The original Handelian orchestra was composed of a handful of strings and about a dozen reed wind instruments, mainly oboes and bassoons, with an occasional reinforcement of horns, trumpets, and drums, restricted by necessity to the somewhat monotonous repetition of tonic and dominant. This makes hard going for any audience asked to listen to it with the opulent sound of a latter-day orchestra well in its ears.

==Recordings==
There are many recordings. The Music for the Royal Fireworks (1749), composed 32 years later for another outdoor performance (this time, for George II of Great Britain for the fireworks in London's Green Park, on 27 April 1749), has often been paired with the Water Music on recordings.

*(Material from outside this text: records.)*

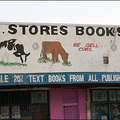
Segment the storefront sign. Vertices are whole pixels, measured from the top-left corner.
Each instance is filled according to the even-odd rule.
[[[0,23],[1,74],[42,73],[42,81],[44,73],[120,72],[119,63],[120,26]],[[34,76],[29,75],[32,83]],[[60,83],[77,82],[64,75]]]
[[[0,74],[0,85],[120,83],[120,73],[27,73]]]

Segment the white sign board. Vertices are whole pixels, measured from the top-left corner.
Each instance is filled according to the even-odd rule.
[[[119,72],[119,46],[119,26],[0,23],[0,73]]]

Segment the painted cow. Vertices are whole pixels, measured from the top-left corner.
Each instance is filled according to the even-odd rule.
[[[21,62],[26,62],[30,53],[25,53],[24,46],[22,44],[16,44],[16,39],[6,40],[0,43],[0,49],[7,48],[8,51],[12,51],[16,57],[20,57]]]

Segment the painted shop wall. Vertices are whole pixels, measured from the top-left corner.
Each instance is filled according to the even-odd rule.
[[[120,26],[0,23],[0,73],[119,72],[119,39]]]
[[[86,89],[50,89],[51,119],[86,119]]]
[[[0,86],[120,83],[120,26],[0,23]]]

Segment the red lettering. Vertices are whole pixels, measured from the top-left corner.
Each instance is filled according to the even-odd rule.
[[[91,47],[80,47],[78,50],[79,51],[92,51],[92,48]]]
[[[73,47],[80,47],[80,44],[81,44],[81,43],[74,43],[74,44],[73,44]]]

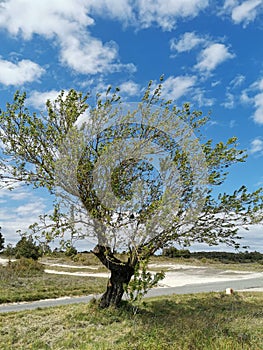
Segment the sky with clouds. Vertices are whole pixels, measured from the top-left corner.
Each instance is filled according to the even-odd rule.
[[[245,164],[224,191],[263,184],[262,0],[0,0],[0,108],[16,90],[41,111],[74,88],[94,95],[118,86],[138,101],[164,74],[163,94],[212,112],[207,138],[237,136]],[[48,196],[18,187],[0,193],[7,243],[49,208]],[[244,244],[263,251],[263,228]]]

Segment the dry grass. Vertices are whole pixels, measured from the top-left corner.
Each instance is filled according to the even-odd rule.
[[[2,314],[0,348],[263,349],[263,293],[162,297],[133,311],[90,303]]]

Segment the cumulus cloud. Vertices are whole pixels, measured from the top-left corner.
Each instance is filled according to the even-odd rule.
[[[253,105],[255,109],[252,115],[254,122],[263,124],[263,78],[258,79],[241,92],[241,101]]]
[[[167,99],[177,100],[188,93],[195,83],[195,76],[171,76],[163,82],[162,95]]]
[[[27,99],[27,103],[30,106],[35,107],[38,110],[41,110],[45,107],[47,100],[54,101],[56,97],[59,95],[60,91],[50,90],[50,91],[32,91],[29,98]]]
[[[208,5],[208,0],[137,0],[139,25],[148,28],[156,23],[171,30],[178,18],[195,17]]]
[[[255,113],[253,119],[257,124],[263,124],[263,92],[254,97]]]
[[[140,85],[134,81],[126,81],[120,84],[120,91],[129,96],[135,96],[140,91]]]
[[[234,23],[247,26],[262,12],[262,0],[247,0],[240,3],[236,0],[226,0],[222,13],[231,15]]]
[[[0,83],[3,85],[23,85],[38,80],[44,69],[30,60],[17,63],[0,59]]]
[[[208,0],[7,0],[2,2],[0,28],[25,40],[34,34],[58,43],[60,61],[84,74],[128,70],[132,63],[119,60],[115,42],[91,35],[94,14],[114,18],[138,29],[157,25],[171,30],[178,18],[195,17]]]
[[[184,33],[179,40],[175,38],[170,41],[170,49],[177,52],[190,51],[193,48],[204,44],[207,39],[196,35],[195,32],[186,32]]]
[[[117,19],[124,25],[138,29],[157,25],[171,30],[179,18],[197,16],[208,5],[208,0],[89,0],[91,14]]]
[[[219,64],[228,59],[234,58],[224,44],[214,43],[203,49],[198,57],[198,63],[195,68],[201,72],[209,73]]]
[[[251,153],[262,153],[263,152],[263,141],[260,138],[255,138],[251,142],[250,152]]]
[[[120,64],[115,43],[103,43],[87,31],[94,20],[88,15],[89,1],[9,0],[2,4],[0,28],[30,40],[34,34],[56,40],[63,64],[80,73],[132,69]]]
[[[239,87],[240,85],[243,84],[243,82],[245,81],[245,76],[242,75],[242,74],[238,74],[234,79],[231,80],[230,82],[230,85],[233,87],[233,88],[237,88]]]

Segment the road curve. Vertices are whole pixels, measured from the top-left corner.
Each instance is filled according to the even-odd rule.
[[[243,280],[231,280],[221,282],[186,284],[180,287],[154,288],[151,289],[146,297],[157,297],[171,294],[193,294],[202,292],[220,292],[226,288],[232,288],[234,291],[251,290],[259,288],[263,291],[263,278],[247,278]],[[42,309],[46,307],[55,307],[75,303],[87,303],[92,298],[99,298],[100,295],[87,295],[82,297],[64,297],[58,299],[46,299],[33,302],[21,302],[0,305],[0,313],[18,312],[25,310]]]

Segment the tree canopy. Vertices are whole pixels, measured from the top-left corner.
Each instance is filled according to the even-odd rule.
[[[262,221],[262,189],[213,190],[246,159],[237,139],[205,140],[209,117],[161,92],[161,83],[153,89],[150,82],[135,104],[109,88],[92,106],[89,95],[62,91],[40,115],[17,92],[0,113],[2,186],[56,193],[53,214],[31,226],[34,234],[96,239],[93,252],[112,273],[103,306],[119,303],[135,267],[158,249],[194,242],[237,248],[238,228]]]

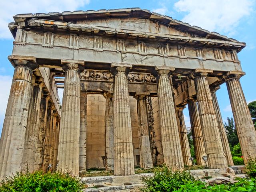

Hamilton Harty's re-orchestration was used in some earlier recordings of the Water Music. In 1956 the conductor Charles Mackerras recorded this version, but he later changed his approach to Handel turning to the composer's original orchestration (his 1959 recording of the Music for the Royal Fireworks being seen as something of a watershed).

There is a chamber version of the score known as the Oxford Water Music. The title comes from the location of the manuscript rather than the assumed place of performance: the arrangement was possibly intended by Handel for performance at Cannons by the band of his patron the Duke of Chandos. It has been recorded on the Avie label.